BOURNEMOUTH: An increase in civil engineering work has bolstered the underlying flow of new construction projects, offsetting continued weakness in other sectors, according to the Glenigan Index for November.
Civil engineering project starts were 17% higher than a year ago according to the latest Glenigan Index data for November 2009. The increase was driven by a sharp rise in infrastructure work, in particular rail and national roads projects. New utilities projects remained firm, although slightly down on the strong corresponding period a year ago.
Allan Wilen, economics director, Glenigan said that “Although developers continue to prioritise the completion and sale of properties at existing sites, the increased flow of new private housing projects during the autumn reflects housebuilders’ growing confidence that market conditions will improve during 2010.” Mr Wilen added “Weak household earnings and consumer confidence, combined with limited mortgage availability are expected to restrict the pace of recovery in new house sales and project starts during 2010.”
A marked increase in government funded work only partially offset continued weakness in private sector project starts. The decline in commercial and industrial work is being driven by the weak rental and capital values and rising vacancy rates which continue to deter developers. The rise in public sector work during November has been led by a renewed surge in education projects, supported by increases in health and community and amenity projects.

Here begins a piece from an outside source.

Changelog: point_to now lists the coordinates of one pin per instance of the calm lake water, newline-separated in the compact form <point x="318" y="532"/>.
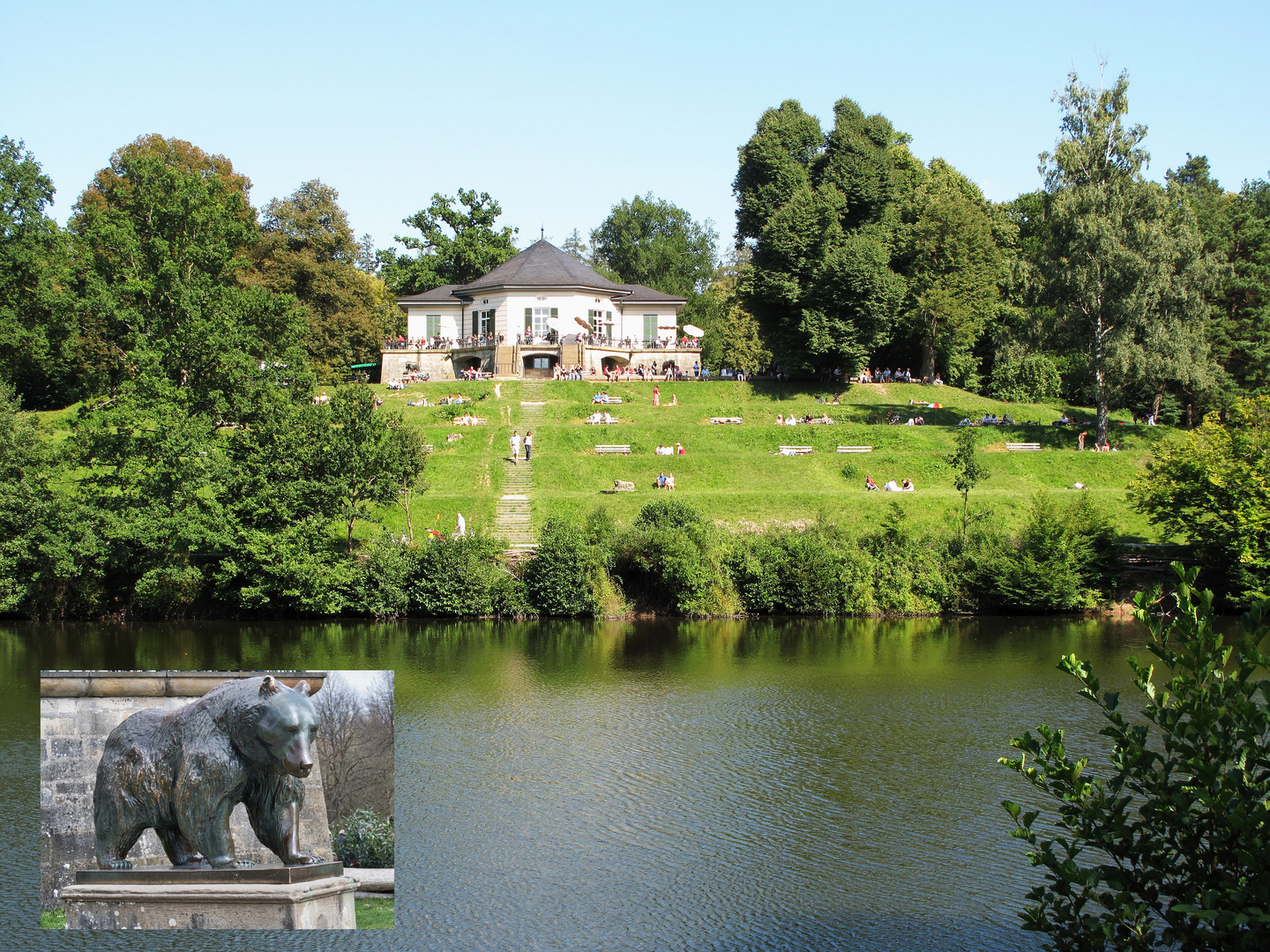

According to Mr Wilan, “in the short term, high vacancy rates and falling rental levels continue to depress the office, industrial and retail sectors. However, project starts are forecast to recover as economic prospects gradually brighten during 2010. In contrast, the flow of education and health projects is forecast to falter over the coming year as capital budgets are tightened.”
Regionally, London, the North East and the West Midlands have particularly benefited in recent months from the strengthening in public sector building and civil engineering projects. In contrast the earlier boost provided to the project starts in Scotland and Wales has receded.